The closest alternative with the same capabilities from a different provider is Claude Sonnet 5: GPT-5.1-Codex-Max works out roughly 1.1× cheaper, and its context window is smaller. Both run on the same key and the same code, so trying the other one is a single string change.
To make the figure concrete: 100,000 toman of credit buys roughly 24 thousand-word requests on GPT-5.1-Codex-Max, and every 1,000 toman is about 236 words of round trip. A job with one million input tokens and one million output tokens comes to 3,263,906 toman in total. Filling this model's 400,000-token window costs 145,063 toman on the input side alone, which is the real reason to keep conversation history short.
Its nearest relative in the catalogue is "openai/gpt-5", and choosing between those two is where most people hesitate. Both land at nearly the same price on a thousand-word request (4,243 and 4,243 toman). On parameters the other takes max_tokens.
OpenAI has 95 models in our catalogue; the cheapest is gpt-oss-20b at 60 toman per thousand words and the dearest o1-pro at 282,872. Among the less common parameters it accepts max_completion_tokens, reasoning_effort — all through the standard request body. It does not support max_tokens, temperature, top_p, which most models here do, so test before switching if your code relies on them. By context size the nearest option from another provider is Nova Lite 1.0 at 300,000 tokens.
Good fits: product chatbots and internal assistants, where cost and quality have to balance, logic puzzles and code review, pulling text and fields out of images, agents that reach out to APIs and databases, extracting data against a fixed schema, analysing a long document or codebase in one request.
GPT-5.1-Codex-Max is OpenAI’s latest agentic coding model, designed for long-running, high-context software development tasks. It is based on an updated version of the 5.1 reasoning stack and trained on agentic...
Three real jobs, priced on this model
Each figure is derived from the prices above and moves when they do.
| Job | Tokens | Cost |
|---|---|---|
| One chat turn with a medium history | 1,500 in + 400 out | 1,704 toman |
| Summarising a ten-page document | 4,000 in + 600 out | 3,191 toman |
| Classifying a thousand short rows | 120,000 in + 20,000 out | 101,544 toman |
Frequently asked
- How do I call GPT-5.1-Codex-Max from Iran?
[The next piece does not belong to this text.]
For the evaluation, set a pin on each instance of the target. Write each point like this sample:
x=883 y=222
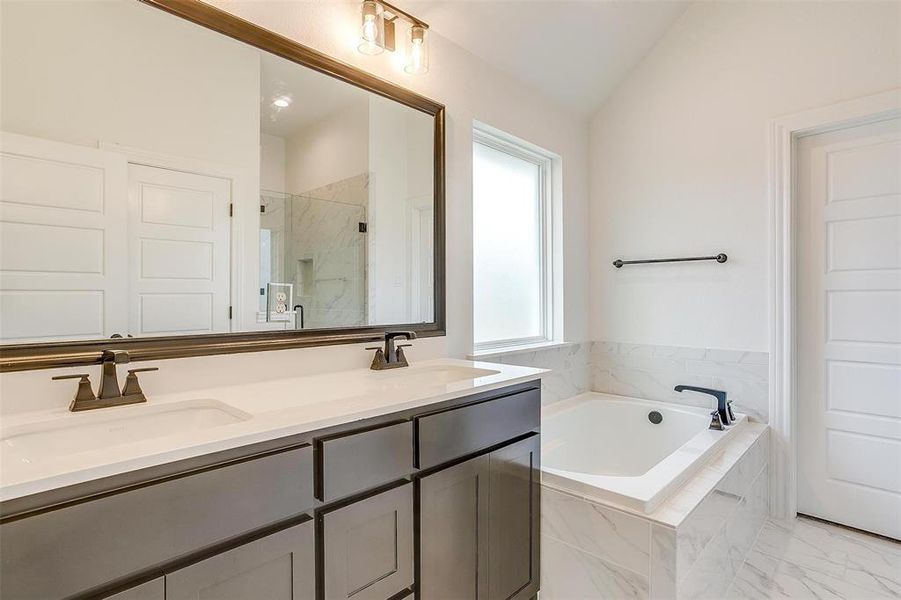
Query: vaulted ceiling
x=575 y=52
- Sign up with your mobile number, top the wallet up in toman, create an API key, then in the official OpenAI SDK point base_url at https://api.uttapen.ir/v1 and set model to "openai/gpt-5.1-codex-max". Nothing else in your code changes.
- What does GPT-5.1-Codex-Max cost in toman?
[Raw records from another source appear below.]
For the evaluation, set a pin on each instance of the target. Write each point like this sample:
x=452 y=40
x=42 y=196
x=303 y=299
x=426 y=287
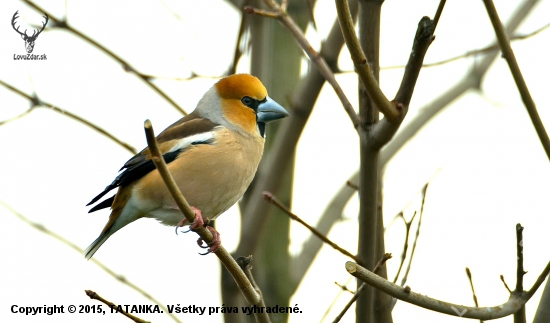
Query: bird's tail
x=89 y=252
- 362,656 toman per 1M input tokens and 2,901,250 toman per 1M output tokens; a 1,000-word request is around 4,243 toman. You pay for the usage that request actually reported, and a failed request costs nothing.
- How much input does GPT-5.1-Codex-Max take?
- Up to 400,000 tokens per request, roughly 300k words. A single answer can reach 128,000 tokens.
- Does GPT-5.1-Codex-Max support streaming and tool calling?
- Streaming (stream=true) works on every model here. This one supports tool calling in the standard OpenAI shape. Image input is accepted through image_url, as a data URI or a public URL. Structured output through response_format works too.